The size of the broadcast table is 10 MB. However, we can change the threshold upto 8GB as per the official documentation of Spark 2.3.

* We can check the size of the broadcast table as follow :

In [7]:
size = int(spark.conf.get("spark.sql.autoBroadcastJoinThreshold")) / (2048)
print("Default size of broadcast table is {0} MB.".format(size))

Default size of broadcast table is 25600.0 MB.


In [6]:
spark.conf.set("spark.sql.autoBroadcastJoinThreshold", 50 * 1024 * 1024)

##Caching

We can use cache/persist function to keep the dataframe in-memory. It may improve the performance of your spark application significantly if we cache the data which we need to use very frequently in our application.

In [8]:
df.cache()
df.count()
print("Memory Used : {0}".format(df.storageLevel.useMemory))
print("Disk Used : {0}".format(df.storageLevel.useDisk))

Memory Used : True
Disk Used : True


When we use cache function it will use storage level as Memory_Only until Spark 2.0.2. Since Spark 2.1.x it is Memory_and_DISK.

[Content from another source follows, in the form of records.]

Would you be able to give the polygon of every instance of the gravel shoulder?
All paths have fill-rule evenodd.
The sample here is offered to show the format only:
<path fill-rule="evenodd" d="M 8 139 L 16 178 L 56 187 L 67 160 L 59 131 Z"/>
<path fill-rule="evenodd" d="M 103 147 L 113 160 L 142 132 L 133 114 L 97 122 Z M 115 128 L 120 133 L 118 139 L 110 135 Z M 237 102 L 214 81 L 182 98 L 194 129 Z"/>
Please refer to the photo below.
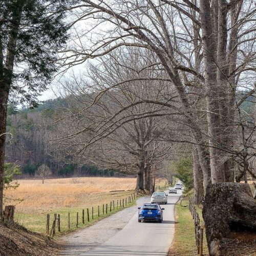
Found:
<path fill-rule="evenodd" d="M 69 234 L 61 239 L 65 245 L 61 255 L 79 255 L 109 240 L 122 229 L 138 210 L 138 207 L 150 201 L 150 197 L 137 200 L 137 205 L 126 208 L 104 218 L 87 228 Z"/>

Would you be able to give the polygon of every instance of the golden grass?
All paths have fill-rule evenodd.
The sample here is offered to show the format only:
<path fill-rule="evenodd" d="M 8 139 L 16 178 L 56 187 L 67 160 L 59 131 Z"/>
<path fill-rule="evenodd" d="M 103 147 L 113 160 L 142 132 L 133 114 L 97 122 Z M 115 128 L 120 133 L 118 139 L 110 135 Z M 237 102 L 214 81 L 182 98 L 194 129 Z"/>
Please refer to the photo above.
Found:
<path fill-rule="evenodd" d="M 40 180 L 20 180 L 19 186 L 5 191 L 7 198 L 20 199 L 22 202 L 7 200 L 5 204 L 15 204 L 17 211 L 26 213 L 46 212 L 62 207 L 91 205 L 95 201 L 108 200 L 110 191 L 134 189 L 135 178 L 113 177 L 83 177 Z"/>

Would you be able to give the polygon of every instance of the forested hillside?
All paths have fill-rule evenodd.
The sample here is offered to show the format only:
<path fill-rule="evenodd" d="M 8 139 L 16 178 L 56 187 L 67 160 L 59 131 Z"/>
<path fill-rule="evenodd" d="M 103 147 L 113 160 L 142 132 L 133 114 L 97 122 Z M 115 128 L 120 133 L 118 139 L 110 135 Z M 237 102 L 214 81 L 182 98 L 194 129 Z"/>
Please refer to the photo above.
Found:
<path fill-rule="evenodd" d="M 38 167 L 46 163 L 54 176 L 111 176 L 113 170 L 100 169 L 93 166 L 74 163 L 59 159 L 49 148 L 49 133 L 53 125 L 49 125 L 55 112 L 67 106 L 62 99 L 49 100 L 33 109 L 17 109 L 8 106 L 7 131 L 12 138 L 6 143 L 6 162 L 15 162 L 20 166 L 23 176 L 33 177 Z"/>

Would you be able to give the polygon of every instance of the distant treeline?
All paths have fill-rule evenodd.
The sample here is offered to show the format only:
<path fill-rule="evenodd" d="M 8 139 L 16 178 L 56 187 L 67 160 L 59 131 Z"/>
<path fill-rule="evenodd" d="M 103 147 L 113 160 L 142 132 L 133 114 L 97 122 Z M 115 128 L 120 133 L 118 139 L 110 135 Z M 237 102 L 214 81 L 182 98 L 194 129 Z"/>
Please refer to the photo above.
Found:
<path fill-rule="evenodd" d="M 238 94 L 238 99 L 245 93 Z M 244 101 L 242 108 L 249 118 L 254 105 L 254 96 Z M 62 177 L 77 176 L 113 176 L 113 169 L 100 169 L 96 166 L 81 165 L 72 161 L 71 156 L 56 157 L 50 149 L 48 135 L 53 127 L 46 125 L 58 110 L 67 108 L 64 99 L 46 101 L 36 108 L 18 109 L 14 105 L 8 106 L 7 132 L 11 133 L 11 140 L 7 139 L 6 162 L 16 162 L 24 175 L 34 176 L 39 166 L 45 163 L 50 168 L 53 175 Z M 248 120 L 249 121 L 249 120 Z"/>
<path fill-rule="evenodd" d="M 46 164 L 54 176 L 113 176 L 113 169 L 100 169 L 96 166 L 71 163 L 59 160 L 49 148 L 48 134 L 51 127 L 46 125 L 45 119 L 51 118 L 58 108 L 65 108 L 64 100 L 56 99 L 46 101 L 33 109 L 18 110 L 15 106 L 8 106 L 7 131 L 13 138 L 6 143 L 6 162 L 16 162 L 22 174 L 34 175 L 38 167 Z"/>

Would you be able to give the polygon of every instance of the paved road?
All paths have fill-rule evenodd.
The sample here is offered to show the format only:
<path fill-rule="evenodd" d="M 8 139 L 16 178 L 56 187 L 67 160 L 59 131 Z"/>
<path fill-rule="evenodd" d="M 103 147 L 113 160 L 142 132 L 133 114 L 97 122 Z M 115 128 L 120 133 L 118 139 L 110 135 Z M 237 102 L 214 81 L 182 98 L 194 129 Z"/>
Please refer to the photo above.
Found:
<path fill-rule="evenodd" d="M 124 228 L 115 236 L 94 249 L 77 255 L 167 255 L 174 233 L 174 205 L 179 196 L 180 194 L 169 195 L 168 204 L 162 205 L 165 208 L 162 223 L 139 223 L 136 212 Z"/>

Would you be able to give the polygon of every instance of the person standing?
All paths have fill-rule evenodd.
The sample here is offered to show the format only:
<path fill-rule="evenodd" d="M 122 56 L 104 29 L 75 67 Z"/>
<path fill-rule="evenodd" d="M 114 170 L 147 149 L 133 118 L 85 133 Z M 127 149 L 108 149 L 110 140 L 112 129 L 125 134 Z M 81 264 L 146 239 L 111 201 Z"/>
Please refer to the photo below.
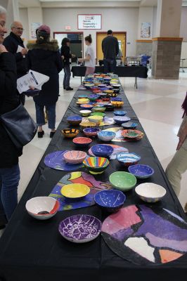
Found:
<path fill-rule="evenodd" d="M 178 133 L 179 140 L 176 152 L 166 169 L 166 175 L 176 196 L 179 195 L 181 190 L 181 175 L 187 171 L 187 93 L 182 108 L 184 114 Z M 186 211 L 187 212 L 187 204 Z"/>
<path fill-rule="evenodd" d="M 6 10 L 0 6 L 0 115 L 19 105 L 16 91 L 15 56 L 3 45 Z M 20 181 L 18 151 L 0 121 L 0 229 L 5 227 L 18 204 L 17 190 Z"/>
<path fill-rule="evenodd" d="M 21 39 L 23 27 L 20 22 L 13 22 L 11 25 L 11 32 L 10 35 L 5 38 L 4 45 L 8 51 L 12 53 L 16 60 L 17 65 L 17 79 L 25 75 L 27 73 L 27 61 L 26 56 L 27 49 L 25 48 L 23 41 Z M 25 103 L 25 96 L 24 93 L 20 94 L 18 91 L 17 94 L 22 104 L 24 105 Z"/>
<path fill-rule="evenodd" d="M 63 69 L 62 58 L 56 41 L 50 41 L 50 27 L 42 25 L 37 30 L 37 41 L 29 44 L 27 53 L 28 68 L 49 77 L 39 96 L 34 96 L 38 137 L 43 138 L 44 131 L 42 126 L 45 124 L 44 109 L 48 112 L 49 128 L 51 129 L 50 138 L 56 132 L 56 104 L 59 94 L 58 73 Z"/>
<path fill-rule="evenodd" d="M 66 91 L 72 91 L 73 89 L 70 86 L 70 77 L 71 77 L 71 70 L 70 70 L 70 59 L 75 58 L 75 55 L 72 55 L 70 52 L 70 40 L 69 38 L 63 38 L 62 40 L 62 46 L 60 48 L 60 54 L 63 58 L 64 63 L 64 79 L 63 79 L 63 88 Z"/>
<path fill-rule="evenodd" d="M 84 65 L 86 67 L 85 76 L 89 74 L 92 74 L 95 72 L 95 54 L 94 51 L 92 48 L 92 38 L 91 34 L 86 36 L 84 38 L 85 44 L 87 46 L 87 48 L 85 52 L 85 58 L 79 58 L 79 63 L 84 62 Z"/>
<path fill-rule="evenodd" d="M 116 57 L 119 53 L 119 44 L 111 30 L 108 30 L 107 37 L 102 41 L 102 51 L 104 55 L 104 73 L 115 73 Z"/>

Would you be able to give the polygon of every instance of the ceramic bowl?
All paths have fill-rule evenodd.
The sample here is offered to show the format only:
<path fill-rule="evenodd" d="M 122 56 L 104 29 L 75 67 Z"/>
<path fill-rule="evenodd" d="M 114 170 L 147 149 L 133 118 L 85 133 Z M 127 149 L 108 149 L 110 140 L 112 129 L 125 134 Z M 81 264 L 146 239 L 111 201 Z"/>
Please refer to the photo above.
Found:
<path fill-rule="evenodd" d="M 82 122 L 82 118 L 79 115 L 69 116 L 67 118 L 67 122 L 70 125 L 77 126 Z"/>
<path fill-rule="evenodd" d="M 136 195 L 148 203 L 157 202 L 166 195 L 166 190 L 162 186 L 152 183 L 141 183 L 135 188 Z"/>
<path fill-rule="evenodd" d="M 131 118 L 128 117 L 128 116 L 115 116 L 113 119 L 115 122 L 119 125 L 127 122 L 131 119 Z"/>
<path fill-rule="evenodd" d="M 115 108 L 113 105 L 105 105 L 105 111 L 112 111 L 114 110 Z"/>
<path fill-rule="evenodd" d="M 103 173 L 110 162 L 104 157 L 89 157 L 84 161 L 83 164 L 90 174 L 98 174 Z"/>
<path fill-rule="evenodd" d="M 111 103 L 115 107 L 122 107 L 124 105 L 123 101 L 111 101 Z"/>
<path fill-rule="evenodd" d="M 77 136 L 79 131 L 77 129 L 64 129 L 61 130 L 61 133 L 65 138 L 71 138 Z"/>
<path fill-rule="evenodd" d="M 141 136 L 142 133 L 138 130 L 124 130 L 122 131 L 122 136 L 124 138 L 136 138 Z"/>
<path fill-rule="evenodd" d="M 77 146 L 86 147 L 86 146 L 89 146 L 91 144 L 91 143 L 92 142 L 92 140 L 89 138 L 85 138 L 84 136 L 80 136 L 78 138 L 75 138 L 72 140 L 72 142 Z"/>
<path fill-rule="evenodd" d="M 101 190 L 94 196 L 96 204 L 109 212 L 115 212 L 123 207 L 126 196 L 120 190 Z"/>
<path fill-rule="evenodd" d="M 108 145 L 96 145 L 92 146 L 91 149 L 94 155 L 107 158 L 108 158 L 114 151 L 113 148 Z"/>
<path fill-rule="evenodd" d="M 148 178 L 154 174 L 153 169 L 148 165 L 132 165 L 129 166 L 128 170 L 137 178 Z"/>
<path fill-rule="evenodd" d="M 86 157 L 86 153 L 84 151 L 70 150 L 65 152 L 63 157 L 66 163 L 79 164 L 83 162 Z"/>
<path fill-rule="evenodd" d="M 134 130 L 138 126 L 138 124 L 129 122 L 127 123 L 122 123 L 122 126 L 124 127 L 124 129 Z"/>
<path fill-rule="evenodd" d="M 88 96 L 87 95 L 79 95 L 78 96 L 79 98 L 88 98 Z"/>
<path fill-rule="evenodd" d="M 141 157 L 136 153 L 119 152 L 117 154 L 117 159 L 126 166 L 134 165 L 141 159 Z"/>
<path fill-rule="evenodd" d="M 110 176 L 109 181 L 113 188 L 123 192 L 130 190 L 136 184 L 136 177 L 126 171 L 115 171 Z"/>
<path fill-rule="evenodd" d="M 100 235 L 101 221 L 90 215 L 72 216 L 60 223 L 58 231 L 67 240 L 85 243 L 94 240 Z"/>
<path fill-rule="evenodd" d="M 124 110 L 115 110 L 114 115 L 115 116 L 124 116 L 127 115 L 127 111 Z"/>
<path fill-rule="evenodd" d="M 90 115 L 91 116 L 103 116 L 104 117 L 106 115 L 103 112 L 92 112 Z"/>
<path fill-rule="evenodd" d="M 93 128 L 96 126 L 96 123 L 95 122 L 82 122 L 80 123 L 80 127 L 83 130 L 86 128 Z"/>
<path fill-rule="evenodd" d="M 95 112 L 104 112 L 105 111 L 105 107 L 96 106 L 93 108 L 93 111 Z"/>
<path fill-rule="evenodd" d="M 90 116 L 89 117 L 89 120 L 90 122 L 95 122 L 96 123 L 97 125 L 99 125 L 101 122 L 103 120 L 103 116 L 98 116 L 98 115 L 95 115 L 95 116 Z"/>
<path fill-rule="evenodd" d="M 99 128 L 86 128 L 83 130 L 84 135 L 89 137 L 96 136 L 100 131 L 101 129 Z"/>
<path fill-rule="evenodd" d="M 111 131 L 101 131 L 98 133 L 98 137 L 103 141 L 110 141 L 115 137 L 116 133 Z"/>
<path fill-rule="evenodd" d="M 86 116 L 89 116 L 91 113 L 91 111 L 84 110 L 80 110 L 79 112 L 82 115 L 82 116 L 86 117 Z"/>
<path fill-rule="evenodd" d="M 70 183 L 62 187 L 60 192 L 66 198 L 80 199 L 90 192 L 90 188 L 82 183 Z"/>
<path fill-rule="evenodd" d="M 85 104 L 81 105 L 80 105 L 80 107 L 81 107 L 82 110 L 92 110 L 92 108 L 94 107 L 94 105 L 90 105 L 89 103 L 85 103 Z"/>
<path fill-rule="evenodd" d="M 112 98 L 111 101 L 122 101 L 122 98 Z"/>
<path fill-rule="evenodd" d="M 54 198 L 41 196 L 28 200 L 25 205 L 28 214 L 38 220 L 46 220 L 55 216 L 60 203 Z"/>

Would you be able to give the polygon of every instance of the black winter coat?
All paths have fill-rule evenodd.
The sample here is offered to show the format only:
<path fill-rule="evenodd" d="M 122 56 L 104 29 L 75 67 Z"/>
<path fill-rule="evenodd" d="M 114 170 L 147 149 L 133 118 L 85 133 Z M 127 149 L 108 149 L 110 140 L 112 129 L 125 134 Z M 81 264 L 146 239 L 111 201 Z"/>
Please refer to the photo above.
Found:
<path fill-rule="evenodd" d="M 23 58 L 20 52 L 17 53 L 18 46 L 22 48 L 25 48 L 23 44 L 23 41 L 22 39 L 13 32 L 10 33 L 7 37 L 5 38 L 4 41 L 4 45 L 8 52 L 11 52 L 15 56 L 17 65 L 17 77 L 18 78 L 26 74 L 27 73 L 27 59 Z"/>
<path fill-rule="evenodd" d="M 70 47 L 68 46 L 62 46 L 60 48 L 60 54 L 64 56 L 65 65 L 70 65 L 70 58 L 72 58 Z"/>
<path fill-rule="evenodd" d="M 18 105 L 16 93 L 16 64 L 11 53 L 0 55 L 0 115 Z M 0 168 L 11 168 L 18 162 L 18 152 L 0 121 Z"/>
<path fill-rule="evenodd" d="M 42 73 L 49 77 L 39 92 L 34 98 L 36 103 L 50 105 L 56 103 L 59 94 L 58 73 L 63 69 L 62 58 L 58 46 L 55 41 L 47 44 L 28 44 L 28 69 Z"/>

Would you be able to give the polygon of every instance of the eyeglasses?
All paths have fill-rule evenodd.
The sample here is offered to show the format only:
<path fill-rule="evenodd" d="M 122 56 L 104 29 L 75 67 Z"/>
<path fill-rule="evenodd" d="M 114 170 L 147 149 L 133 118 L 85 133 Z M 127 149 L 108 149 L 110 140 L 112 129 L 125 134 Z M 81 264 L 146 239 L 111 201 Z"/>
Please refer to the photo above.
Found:
<path fill-rule="evenodd" d="M 23 31 L 24 30 L 24 29 L 21 28 L 21 27 L 13 27 L 13 28 L 15 28 L 15 30 L 19 30 L 19 31 Z"/>

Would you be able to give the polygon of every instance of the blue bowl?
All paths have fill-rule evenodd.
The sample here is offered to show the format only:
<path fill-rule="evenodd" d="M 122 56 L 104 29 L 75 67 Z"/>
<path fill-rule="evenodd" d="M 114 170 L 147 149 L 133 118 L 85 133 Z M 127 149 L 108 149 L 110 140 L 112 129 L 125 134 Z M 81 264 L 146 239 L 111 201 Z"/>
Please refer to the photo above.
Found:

However, if we need to specify the various available storage levels we can use persist method. For example, if we need to keep the data in Memory only we can use below snippet.

In [9]:
from pyspark.storagelevel import StorageLevel

In [10]:
deptdf.persist(StorageLevel.MEMORY_ONLY)
deptdf.count()
print("Memory Used : {0}".format(df.storageLevel.useMemory))
print("Disk Used : {0}".format(df.storageLevel.useDisk))

Memory Used : True
Disk Used : True


##Un-Persist

It is also important to un-cache the data when it will no longer be required.

In [11]:
df.unpersist()

DataFrame[id: bigint, name: string, dept: string, salary: bigint]

##SQL Expressions

We can use SQL expression for the manipulation of data as well. We have "expr" function and also a variant of a select method as "selectExpr" for evaluation of SQL expressions.

In [12]:
from pyspark.sql.functions import expr

# Let's try to categorige the salary under Low, Mid and High as per below categorization.

# 0-2000 : low_salary
# 2001 - 5000 : mid_salary
# > 5001 : high_salary

cond = """case when salary > 5000 then 'high_salary'
               else case when salary > 2000 then 'mid_salary'
                    else case when salary > 0 then 'low_salary'
                         else 'invalid_salary'
                              end
                         end
                end as salary_level"""
newdf = df.withColumn("salary_level", expr(cond))
newdf.show()

+----+----+-----+------+------------+
|  id|name| dept|salary|salary_level|
+----+----+-----+------+------------+
|   1| AAA|dept1|  1000|  low_salary|
|   2| BBB|dept1|  1100|  low_salary|
|   3| CCC|dept1|  3000|  mid_salary|
|   4| DDD|dept1|  1500|  low_salary|
|   5| EEE|dept2|  8000| high_salary|
|   6| FFF|dept2|  7200| high_salary|
|   7| GGG|dept3|  7100| high_salary|
|null|null| null|  7500| high_salary|
|   9| III| null|  4500|  mid_salary|
|  10|null|dept5|  2500|  mid_salary|
+----+----+-----+------+------------+



##Using selectExpr function

In [13]:
newdf = df.selectExpr("*", cond)
newdf.show()

+----+----+-----+------+------------+
|  id|name| dept|salary|salary_level|
+----+----+-----+------+------------+
|   1| AAA|dept1|  1000|  low_salary|
|   2| BBB|dept1|  1100|  low_salary|
|   3| CCC|dept1|  3000|  mid_salary|
|   4| DDD|dept1|  1500|  low_salary|
|   5| EEE|dept2|  8000| high_salary|
|   6| FFF|dept2|  7200| high_salary|
|   7| GGG|dept3|  7100| high_salary|
|null|null| null|  7500| high_salary|
|   9| III| null|  4500|  mid_salary|
|  10|null|dept5|  2500|  mid_salary|
+----+----+-----+------+------------+



##User Defined Functions (UDF)

Often we need to write the function based on the our very specific requirement. Here we can leverage the udfs. We can write our own functions in language like python and register the function as udf, then we can use the function for DataFrame operations.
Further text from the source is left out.